3 minute read
ATTACHMENT STYLES
Natalie Asayag, MSW, LCSW OWNER, RENEW WELLNESS & PSYCHOTHERAPY renewwellnesspsychotherapy.com
Attachment styles are all over pop culture right now: anxious, avoidant, secure. Have you diagnosed yourself yet? This psychological theory is a powerful tool in assessing where our relational patterns come from and how we can improve them.
Natalie Asayag, MSW, LCSW, owner of Renew Wellness & Psychotherapy in Easton, has the basics for what attachment theory is and the role it plays in our lives.
Latent Lessons
We’re all born with an attachment system, our way of relating to others. We can’t turn off our attachment system—it’s constantly at work in romantic, platonic and even professional relationships. “Attachment theory explores how early childhood emotional attachment with our primary caregivers wires that system to connect with others in adulthood,” Asayag says.
It’s these first relationships that lay the groundwork for how we try to get our emotional needs met and connect with others. Ideally, what we learn is to feel safe giving and expecting clear communication of needs—in other words, secure.
Secure Attachment
If our emotional needs are generally fulfilled and not met with shame from caregivers, we’ll develop primarily that ideal secure attachment style. The percentage of the population enjoying a secure attachment style is around 65 percent.
“No one is just one attachment style,” Asayag notes. “They exist on a spectrum. Someone might be 75 percent secure and 25 percent anxious. Some psychologists believe there’s a primary style and then a secondary.”
Insecure Attachment
When primary caregivers aren’t able to consistently meet a child’s emotional needs, that teaches some sad and difficult relational lessons, which can manifest in these insecure attachment styles.
Anxious Attachment
Caregivers who are inconsistent, project their needs onto their children, and/or use them to meet their own emotional needs can engender an anxious attachment style.
“The kid craves connection,” Asayag says, “but having it only sometimes leads to low self-worth.”
In adulthood, someone with a predominantly anxious attachment style might find themselves labeled as clingy or needy, feel they need to sacrifice their own needs to tend to their partner, and struggle to communicate those needs while getting frustrated that their minds aren’t being read. “They can be too afraid of rejection to make their needs known,” Asayag says.
Those with anxious attachment benefit from a well-rounded life. The more they focus on building up their own friends and hobbies, and learn to self-soothe, the better they’ll be able to feel healthy in a relationship.
Avoidant Attachment
Avoidant, or dismissive-avoidant, attachment style comes from a caregiver who rarely met the child’s emotional needs. “They learn it’s safer to avoid attaching to others because they’re used to being shut down or dismissed,” Asayag says.
In adulthood, they may focus on the sexual element, fortifications of logic or a busy schedule to keep feelings buried. Their attachment system believes that emotional intimacy leads to rejection. They’re quick to write others off, annoyed by a partner’s emotional needs and afraid of feeling trapped.
Those with an avoidant style can benefit by identifying people they can learn to be vulnerable with and also learning how to articulate their need for space without just ghosting when triggered.
Disorganized Attachment
For these individuals, trauma may have been a part of childhood, with one or both caregivers a source of distress rather than security. “Not allowed to have feelings, and not safe,” Asayag says, “they’re unable to build a strong sense of self and trust other people.”
“It’s a hard style to change,” Asayag says, “and one I see only rarely, but they can benefit from self-compassion, healthy boundaries and learning to notice when they’re pushing people away.”
Interacting Styles
Anxious and avoidant style people can find themselves drawn to each other because the anxious is wired to try to meet the needs of an inconsistent partner and the avoidant craves the attention the anxious offers—up to a point.

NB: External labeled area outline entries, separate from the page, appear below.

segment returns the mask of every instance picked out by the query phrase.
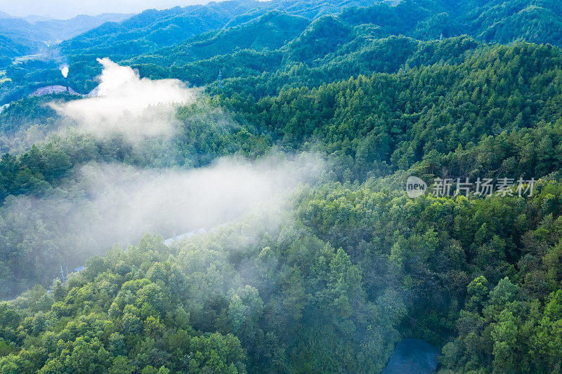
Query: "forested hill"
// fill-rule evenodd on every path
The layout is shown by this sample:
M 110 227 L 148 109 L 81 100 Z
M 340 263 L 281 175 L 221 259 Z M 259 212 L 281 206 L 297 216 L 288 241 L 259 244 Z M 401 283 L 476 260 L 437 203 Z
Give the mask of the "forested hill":
M 10 65 L 0 76 L 11 102 L 0 113 L 0 374 L 380 373 L 403 338 L 438 347 L 442 374 L 561 373 L 560 6 L 148 11 L 65 44 L 82 93 L 99 84 L 96 58 L 139 73 L 103 61 L 133 84 L 115 102 L 73 103 L 104 103 L 86 112 L 96 116 L 61 116 L 79 98 L 69 94 L 21 98 L 64 84 L 54 62 Z M 135 116 L 145 98 L 135 95 L 164 85 L 164 100 L 177 83 L 168 78 L 202 88 L 163 115 L 171 133 L 129 138 L 129 126 L 163 125 L 152 121 L 159 105 Z M 81 116 L 103 121 L 84 128 Z M 98 131 L 112 121 L 122 131 Z M 224 219 L 238 212 L 228 200 L 209 218 L 221 193 L 181 209 L 197 183 L 173 193 L 174 177 L 201 173 L 205 192 L 259 194 L 267 189 L 246 174 L 237 189 L 225 175 L 250 165 L 268 179 L 280 164 L 311 179 L 243 218 Z M 214 174 L 221 165 L 228 173 Z M 157 178 L 138 188 L 147 175 Z M 430 189 L 448 180 L 450 194 L 409 197 L 410 175 Z M 513 186 L 455 194 L 466 178 Z M 164 208 L 159 194 L 176 199 Z

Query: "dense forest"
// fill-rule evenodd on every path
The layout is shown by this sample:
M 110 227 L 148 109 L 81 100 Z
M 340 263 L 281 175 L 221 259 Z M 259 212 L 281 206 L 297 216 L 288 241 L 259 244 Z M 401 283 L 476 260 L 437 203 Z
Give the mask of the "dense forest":
M 70 86 L 103 98 L 29 96 L 65 84 L 60 64 L 0 44 L 0 374 L 380 373 L 404 338 L 438 347 L 442 373 L 562 373 L 561 15 L 555 0 L 147 11 L 60 45 Z M 121 95 L 189 93 L 146 107 L 169 133 L 129 136 L 128 116 L 159 122 L 111 93 L 106 57 L 132 68 L 111 70 L 134 83 Z M 96 100 L 130 105 L 94 122 L 117 131 L 68 115 Z M 235 190 L 229 169 L 251 199 L 232 196 L 261 205 L 154 197 L 185 175 Z M 275 203 L 253 196 L 261 178 L 287 182 Z M 512 187 L 431 188 L 481 180 Z

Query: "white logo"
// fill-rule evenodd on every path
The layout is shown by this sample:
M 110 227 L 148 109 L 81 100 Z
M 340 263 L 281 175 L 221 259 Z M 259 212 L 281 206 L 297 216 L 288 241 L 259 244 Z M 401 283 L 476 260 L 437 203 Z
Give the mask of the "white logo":
M 410 177 L 406 182 L 406 194 L 408 197 L 415 199 L 426 193 L 427 185 L 417 177 Z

Learning about our attachment styles and triggers, and how they might be playing into our relationships, can help with understanding each other’s needs and setting good boundaries to get those needs met together without falling into comfortably familiar yet toxic patterns.
“It takes a lot of hard work and vulnerability,” Asayag says, “but it’s so cool that our attachment styles and system can be rewired. Life just becomes so much more grounded, safe and intimate when we do work towards that more secure type.”
It’s so cool that our attachment styles and system can be rewired.
Therapy Helps
“You don’t have to be in therapy to build towards a secure attachment style,” Asayag says, “but it’s so helpful to have that support and perspective.”
Adjusting emotional habits that we believe have been keeping us safe can be hard and scary, and a therapist can help give clarity and provide a sense of safety.
“People can also heal in their attachment styles with a secure person,” Asayag says. “Because wounds happen in a relationship, healing happens in a relationship.”